Selain Al-Qur’an, rujukan Al-Hadits sebagai ucapan Nabi juga menyebutkan beberapa hal terkait tanah, di antara hadits tersebut adalah : “Barang siapa yang menghidupkan tanah yang mati, maka tanah tersebut adalah miliknya”.
Melalui beberapa rujukan di atas, para ulama Imam Madzhab menetapkan hukum dengan caranya masing-masing, Hanafi yang tampil paling tua di antara Imam madzhab yang lain, dengan metode penetapan hukumnya, menetapkan bahwa Tanah yang dihidupkan oleh manusia maka ia berhak memilikinya. Namun Maliki, imam madzhab yang datang kemudian berpendapat berbeda. Ia menetapkan bahwa tanah yang ada di dalam suatu Negara yang sah, maka menjadi hak pemerintah untuk mengaturnya.
Syafi’I tampil sebagai murid Maliki memiliki pendapat yang hampir sama mengenai hukum tanah. Menurutnya, tanah memang miliki Tuhan untuk manusia, namun Tuhan sendiri menempatkan wakilnya di bumi melalui institusi Negara (khalifah), jadi pengelolaan tanah harus melalui Negara sebagai pengatur yang sah.
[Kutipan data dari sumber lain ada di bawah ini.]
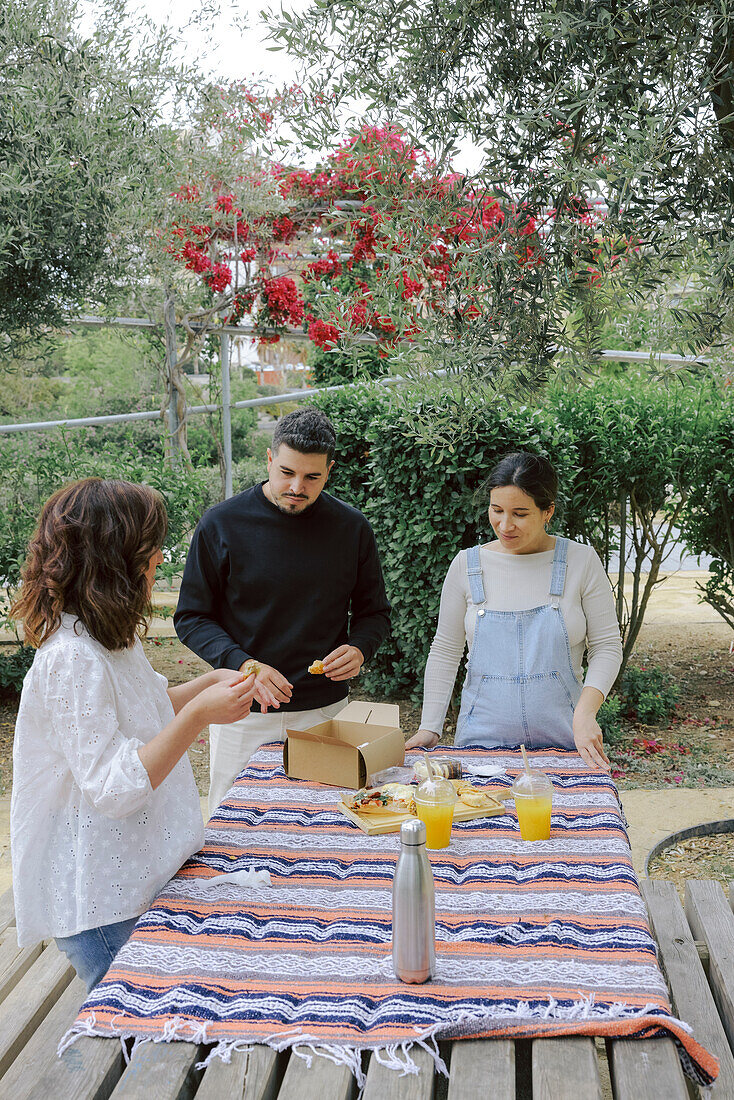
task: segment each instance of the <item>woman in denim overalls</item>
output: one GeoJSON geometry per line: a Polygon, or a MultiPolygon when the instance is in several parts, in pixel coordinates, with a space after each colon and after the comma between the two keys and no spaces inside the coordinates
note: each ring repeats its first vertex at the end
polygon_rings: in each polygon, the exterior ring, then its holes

Namun berbeda dengan pendapat Imam madzhab yang terakhir, yakni Hambali, meskipun ia belajar kepada Syafi’I namun hambali nampaknya cenderung memiliki kesamaan pendapat dengan Hanafi yang menyebutkan bahwa tanah mati yang telah dihidupkan seseorang, maka ia berhak untuk memilikinya.
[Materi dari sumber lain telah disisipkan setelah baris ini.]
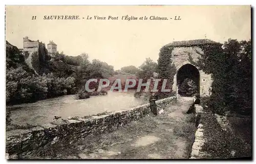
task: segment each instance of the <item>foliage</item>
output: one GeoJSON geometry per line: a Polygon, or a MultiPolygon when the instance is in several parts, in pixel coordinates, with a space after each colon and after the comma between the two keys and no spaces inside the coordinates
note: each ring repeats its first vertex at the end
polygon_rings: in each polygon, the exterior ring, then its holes
{"type": "Polygon", "coordinates": [[[201,46],[204,52],[195,64],[213,82],[209,107],[223,114],[232,111],[243,114],[252,111],[252,63],[251,41],[229,39],[220,44],[201,46]]]}
{"type": "Polygon", "coordinates": [[[135,74],[138,72],[138,69],[134,65],[124,66],[121,68],[121,71],[126,73],[135,74]]]}
{"type": "Polygon", "coordinates": [[[89,93],[85,90],[84,88],[79,89],[77,92],[77,96],[78,99],[84,99],[90,98],[89,93]]]}
{"type": "Polygon", "coordinates": [[[154,62],[150,58],[147,58],[142,64],[139,67],[136,75],[139,78],[150,79],[154,76],[153,73],[156,72],[157,67],[157,63],[154,62]]]}
{"type": "MultiPolygon", "coordinates": [[[[25,57],[16,46],[7,41],[6,45],[7,104],[75,94],[88,79],[109,77],[114,74],[113,66],[96,59],[91,63],[87,54],[72,57],[57,52],[51,58],[45,48],[39,54],[35,52],[32,55],[33,69],[27,64],[25,57]]],[[[29,55],[27,54],[27,58],[29,55]]]]}
{"type": "Polygon", "coordinates": [[[229,130],[223,130],[211,112],[202,115],[201,123],[204,127],[204,137],[207,138],[202,147],[202,151],[209,155],[205,158],[223,159],[251,155],[251,143],[246,143],[229,130]],[[235,152],[234,156],[232,151],[235,152]]]}

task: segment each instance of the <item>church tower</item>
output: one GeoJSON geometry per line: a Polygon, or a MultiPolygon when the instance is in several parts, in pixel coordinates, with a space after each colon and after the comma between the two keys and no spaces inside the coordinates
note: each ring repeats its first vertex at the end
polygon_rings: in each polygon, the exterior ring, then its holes
{"type": "Polygon", "coordinates": [[[48,54],[51,56],[55,54],[57,52],[57,44],[52,40],[50,40],[49,43],[47,44],[47,50],[48,51],[48,54]]]}

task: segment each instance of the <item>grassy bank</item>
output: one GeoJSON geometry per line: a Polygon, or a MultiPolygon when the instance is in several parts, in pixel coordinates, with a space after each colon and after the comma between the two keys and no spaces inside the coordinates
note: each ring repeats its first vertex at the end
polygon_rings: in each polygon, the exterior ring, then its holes
{"type": "Polygon", "coordinates": [[[251,156],[250,143],[238,137],[232,131],[223,130],[214,115],[207,112],[202,115],[204,137],[206,142],[202,151],[206,158],[230,158],[251,156]]]}

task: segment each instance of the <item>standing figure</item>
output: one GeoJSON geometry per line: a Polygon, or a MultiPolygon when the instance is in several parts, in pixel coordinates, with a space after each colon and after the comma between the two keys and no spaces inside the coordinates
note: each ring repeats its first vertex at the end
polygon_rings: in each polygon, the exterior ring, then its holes
{"type": "Polygon", "coordinates": [[[156,97],[155,96],[155,93],[152,92],[150,97],[150,108],[151,111],[155,114],[157,115],[157,108],[156,104],[156,97]]]}

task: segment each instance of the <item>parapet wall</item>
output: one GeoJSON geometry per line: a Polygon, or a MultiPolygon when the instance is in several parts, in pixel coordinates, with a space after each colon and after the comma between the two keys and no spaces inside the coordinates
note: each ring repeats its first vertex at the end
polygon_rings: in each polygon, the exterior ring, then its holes
{"type": "MultiPolygon", "coordinates": [[[[175,97],[157,101],[159,108],[176,100],[175,97]]],[[[48,143],[59,140],[74,140],[89,134],[100,134],[113,131],[132,121],[139,120],[150,113],[150,104],[108,114],[88,119],[76,118],[67,122],[42,125],[29,130],[15,129],[6,132],[7,153],[26,155],[48,143]]]]}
Kita mewajarkan perbedaan pendapat yang terjadi di antara Imam Madzhab, karena ruang dan waktunya berbeda sehingga memunculkan perbedaan pula dalam penetapan hukumnya. Inilah yang menjadikan Islam sebagai agama yang mampu beradaptasi dalam ruang dan waktu (shaalih likulli zaman wa makan).
Dalam konteks ke Indonesiaan, penggalian hukum Islam atas pertanahan yang memiliki potensi besar memunculkan konflik, harus segera terlaksana. Agar konflik yang ada dapat diminimalisir. Hal inilah yang menjadi tugas para Intelektual Muslim, karena mayoritas penduduk Indonesia adalah beragama Islam.